The realization settles heavy and unavoidable. I close my eyes, just for a second.
“Don’t make this about obedience,” I say hoarsely. “Because I won’t forgive that.”
His grip doesn’t tighten or loosen.
“I’m not asking you to obey,” he says. “I’m asking you to survive.”
I open my eyes again.
Slowly, deliberately, I relax my grip. The resistance drains out of my body in a way that feels like defeat mixing with something else I don’t have language for yet.
“Fine,” I say. The word scrapes on the way out. “But this doesn’t mean you were right.”
A corner of his mouth twitches. Not quite a smile, but something resembling respect.
“It means you chose,” he replies.
He adjusts his hold — subtly and carefully — redistributing my weight so the pressure eases from my ankle. The relief is immediate and humiliating in equal measure. I suck in a breath despite myself.
He starts walking and this time, I don’t fight it.
I stare out over the desert as it rolls toward us, heat shimmering, stone ribs cutting through sand like bones through skin. My pride aches worse than my ankle.

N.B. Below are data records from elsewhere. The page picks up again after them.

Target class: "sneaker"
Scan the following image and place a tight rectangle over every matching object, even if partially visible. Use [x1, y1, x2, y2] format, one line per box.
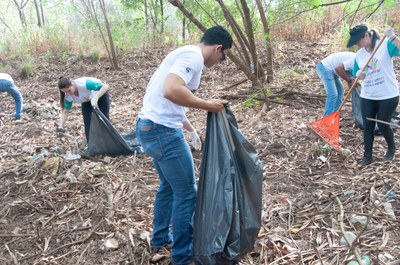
[383, 149, 396, 161]
[361, 156, 372, 167]
[150, 245, 171, 263]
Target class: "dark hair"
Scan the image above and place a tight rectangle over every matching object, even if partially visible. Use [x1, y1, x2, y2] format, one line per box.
[58, 76, 72, 109]
[200, 26, 233, 50]
[368, 29, 381, 51]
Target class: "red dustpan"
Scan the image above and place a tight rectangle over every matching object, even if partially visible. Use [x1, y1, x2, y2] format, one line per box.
[308, 37, 385, 151]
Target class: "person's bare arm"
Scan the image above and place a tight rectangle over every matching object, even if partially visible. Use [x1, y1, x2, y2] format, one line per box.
[60, 109, 69, 129]
[163, 74, 228, 112]
[335, 64, 353, 86]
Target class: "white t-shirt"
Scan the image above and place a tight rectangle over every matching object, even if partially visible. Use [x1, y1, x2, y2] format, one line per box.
[139, 45, 204, 128]
[0, 73, 14, 83]
[353, 39, 399, 100]
[321, 52, 356, 74]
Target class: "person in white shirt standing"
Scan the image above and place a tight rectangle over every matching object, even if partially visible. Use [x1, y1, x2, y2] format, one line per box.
[0, 73, 23, 120]
[315, 52, 356, 116]
[136, 26, 232, 265]
[347, 25, 400, 166]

My heart pounds with something dangerously close to grief. Because somewhere between the argument and the surrender, something irreversible has happened. I can no longer pretend I don’t need him. And, worse somehow, Korr has stopped pretending he can let me break.
18
TALIA
The silence that follows is worse than the argument. Not so much because it’s awkward, but more because it’s settled.
Korr’s stride evens out after a few steps, long and deliberate, built for endurance rather than speed. He doesn’t rush and he doesn’t speak. That restraint is heavier than anything else he could have done.

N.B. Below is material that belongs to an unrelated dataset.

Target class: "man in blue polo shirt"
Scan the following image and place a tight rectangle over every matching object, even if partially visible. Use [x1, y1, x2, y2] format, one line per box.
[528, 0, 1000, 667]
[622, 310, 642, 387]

The desert adjusts around us as I struggle, internally, to come to terms with my situation.
Illadon moves without being told, repositioning himself just off Korr’s left flank, eyes up, posture alert. Adapting to the new situation with ease. Rverre walks close on the other side, her gaze flicking between me and the horizon with an intensity that makes my chest tighten.
No one comments which might be the worst part.
I tell myself I’m angry and that I should be. My free will was overridden and now I’m being carried. A burden. Reduced to a problem with a solution instead of a voice with agency, and yet…
My ankle isn’t screaming anymore. The constant throb dulls to something manageable, something distant enough that I can think clearly again. My breathing comes without effort. My shoulders unclench, one muscle group at a time, like my body has decided the argument is over whether I agree or not.
I recognize it, but there is still a part of me that hates it. Hates the loss of control. The loss of self-determinism. I hate that most of all.
“You’re favoring the right,” I say, grasping for something neutral.
“Yes,” Korr replies.
“You’ll walk us into uneven ground.”
“No,” he says calmly. “I’ll keep you out of it.”